For more than 400 colleges and universities, it is being billed as the ticket to a normal year on campus: Require all students to be vaccinated for the coronavirus before they can matriculate next fall.

From just one university in March, to a dozen by the first week of April, the trickle has become a tide over the past month — depending on just where students are attending school.

In a divided nation, college vaccine mandates are mostly following familiar fault lines. As of this weekend, only 34 — roughly 8 percent — are in states that voted for Donald J. Trump, according to a tracker created by The Chronicle of Higher Education. Nine of those were added on Friday, when Indiana University and its satellite campuses became rare public universities in a Republican-controlled state to mandate vaccines. Though the 400 campuses are only about 10 percent of the nation’s roughly 4,000 colleges and universities, experts say the political gap is likely to persist.

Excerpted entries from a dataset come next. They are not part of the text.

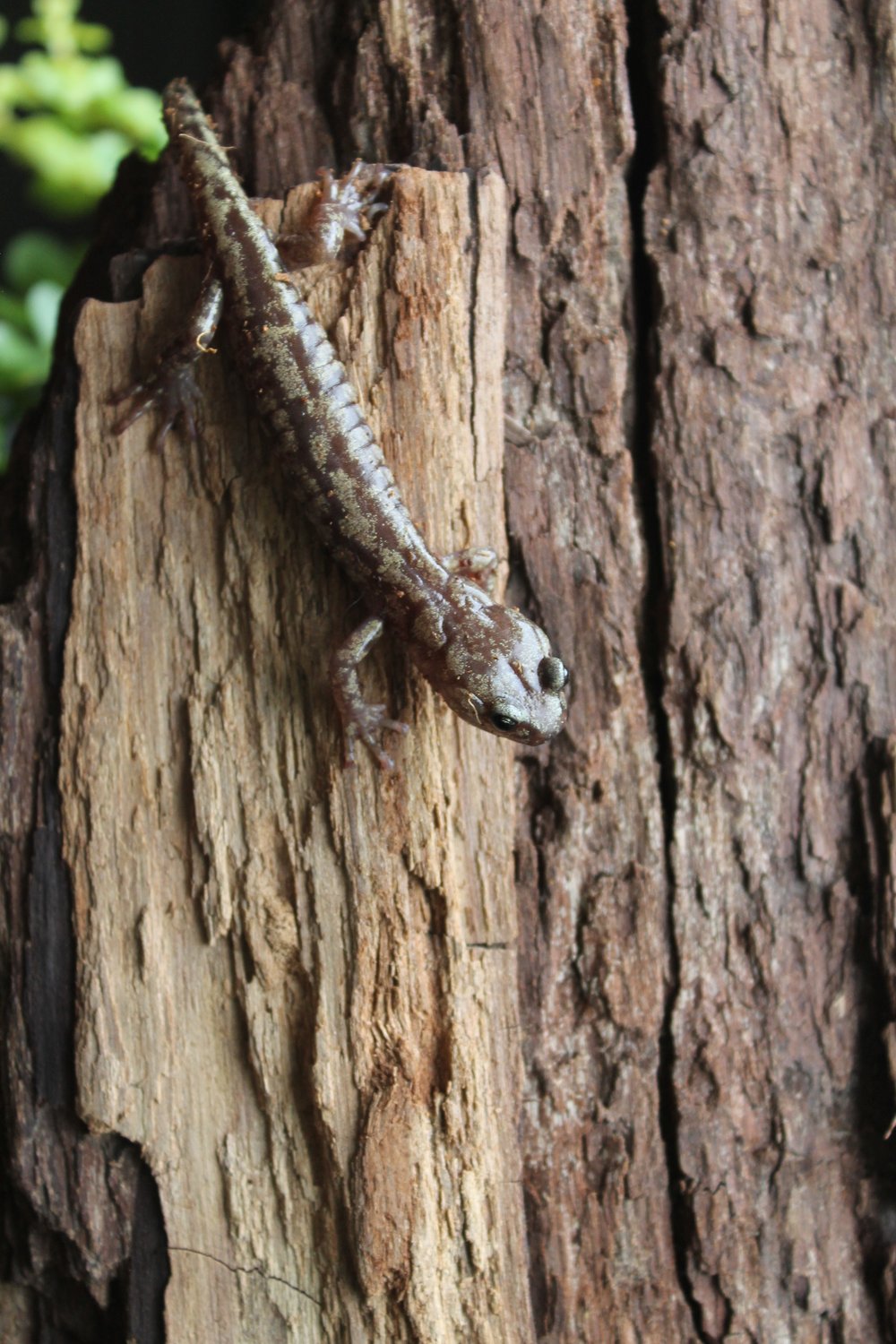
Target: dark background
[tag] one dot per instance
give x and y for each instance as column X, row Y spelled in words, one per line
column 153, row 43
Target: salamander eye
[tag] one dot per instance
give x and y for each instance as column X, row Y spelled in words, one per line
column 552, row 675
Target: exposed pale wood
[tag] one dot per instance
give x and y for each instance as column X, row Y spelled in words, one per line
column 297, row 986
column 700, row 502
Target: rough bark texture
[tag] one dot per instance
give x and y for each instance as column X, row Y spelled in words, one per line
column 589, row 1045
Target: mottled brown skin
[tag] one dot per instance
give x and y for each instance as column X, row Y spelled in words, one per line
column 492, row 664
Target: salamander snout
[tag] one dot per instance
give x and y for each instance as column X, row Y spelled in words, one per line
column 504, row 677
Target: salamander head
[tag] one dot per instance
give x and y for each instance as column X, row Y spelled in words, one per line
column 497, row 672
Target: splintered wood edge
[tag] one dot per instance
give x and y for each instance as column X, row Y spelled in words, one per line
column 237, row 897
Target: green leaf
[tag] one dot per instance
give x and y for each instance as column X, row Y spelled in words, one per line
column 35, row 255
column 13, row 309
column 42, row 306
column 73, row 171
column 23, row 365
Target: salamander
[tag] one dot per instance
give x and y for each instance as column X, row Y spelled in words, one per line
column 490, row 663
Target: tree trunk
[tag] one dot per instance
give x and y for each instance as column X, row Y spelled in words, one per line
column 583, row 1043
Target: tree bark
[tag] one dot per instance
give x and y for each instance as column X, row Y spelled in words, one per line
column 583, row 1043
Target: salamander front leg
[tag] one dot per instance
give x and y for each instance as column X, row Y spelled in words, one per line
column 344, row 206
column 172, row 386
column 477, row 564
column 359, row 718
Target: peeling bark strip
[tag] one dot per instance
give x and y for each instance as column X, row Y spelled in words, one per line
column 304, row 1032
column 771, row 228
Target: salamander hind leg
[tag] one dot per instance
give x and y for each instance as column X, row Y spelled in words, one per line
column 359, row 718
column 171, row 387
column 344, row 207
column 477, row 564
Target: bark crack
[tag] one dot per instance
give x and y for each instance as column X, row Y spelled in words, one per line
column 646, row 29
column 247, row 1269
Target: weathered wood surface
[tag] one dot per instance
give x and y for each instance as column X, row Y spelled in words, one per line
column 297, row 986
column 694, row 1090
column 772, row 231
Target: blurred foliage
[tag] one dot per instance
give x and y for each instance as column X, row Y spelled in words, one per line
column 69, row 117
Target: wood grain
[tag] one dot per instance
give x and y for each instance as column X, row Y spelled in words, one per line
column 297, row 986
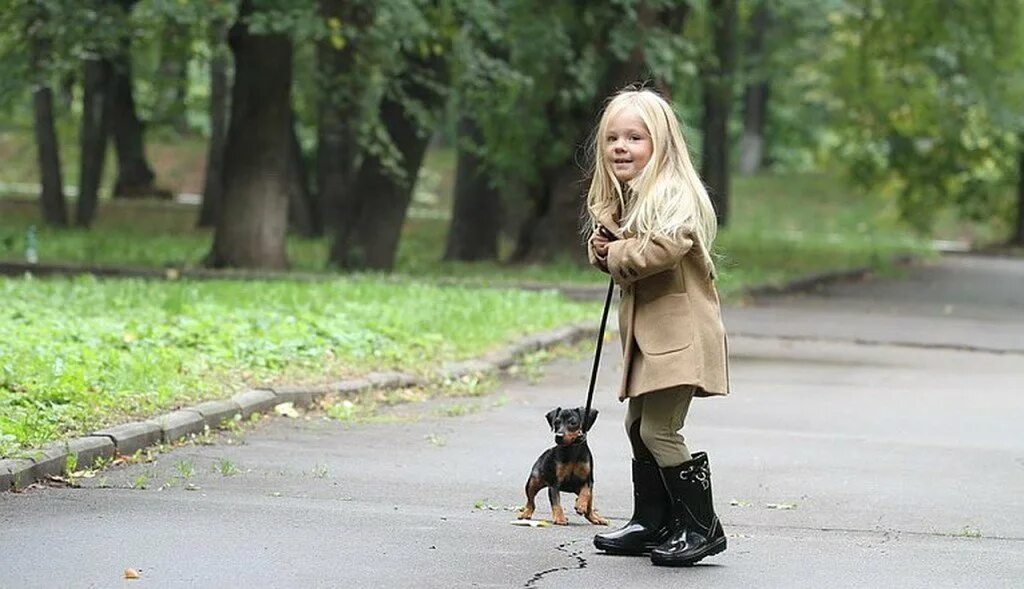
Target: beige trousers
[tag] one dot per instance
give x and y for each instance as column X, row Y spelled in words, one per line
column 653, row 421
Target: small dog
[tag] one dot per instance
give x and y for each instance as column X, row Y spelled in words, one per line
column 568, row 466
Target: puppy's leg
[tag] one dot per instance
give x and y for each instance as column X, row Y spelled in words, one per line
column 534, row 486
column 589, row 511
column 557, row 515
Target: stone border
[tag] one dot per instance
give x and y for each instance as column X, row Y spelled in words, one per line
column 52, row 459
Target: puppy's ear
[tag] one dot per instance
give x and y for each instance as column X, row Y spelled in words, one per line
column 591, row 418
column 551, row 417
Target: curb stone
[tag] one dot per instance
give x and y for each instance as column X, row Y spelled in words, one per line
column 179, row 424
column 129, row 437
column 16, row 473
column 255, row 401
column 215, row 413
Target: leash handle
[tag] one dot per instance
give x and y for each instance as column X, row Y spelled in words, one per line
column 597, row 352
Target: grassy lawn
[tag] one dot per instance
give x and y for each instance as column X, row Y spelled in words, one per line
column 782, row 227
column 79, row 353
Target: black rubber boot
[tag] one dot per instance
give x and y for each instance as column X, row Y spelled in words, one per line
column 649, row 526
column 695, row 530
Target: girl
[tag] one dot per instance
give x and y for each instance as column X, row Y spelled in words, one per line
column 652, row 226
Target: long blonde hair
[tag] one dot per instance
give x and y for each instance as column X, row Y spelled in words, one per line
column 667, row 197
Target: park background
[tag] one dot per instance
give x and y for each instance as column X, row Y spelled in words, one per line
column 387, row 173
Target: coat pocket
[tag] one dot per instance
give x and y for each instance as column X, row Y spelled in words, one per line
column 665, row 324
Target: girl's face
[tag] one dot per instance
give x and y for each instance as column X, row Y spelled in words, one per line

With many colleges facing falling enrollments and financial pressure, the decision whether to require vaccinations can have huge consequences. Particularly in Republican-controlled states, college presidents are weighing a delicate equation — part safety, part politics, part peer pressure and part economic self-interest.

We should also mention that when Ron DeSantis declared that the extensive vaccination requirements of Florida public universities would not include COVID-19 for absolutely no defensible reason he was rewarded with a bunch of fawning coverage, so why not.

In addition, HIPAA does not mean what Republicans think it means.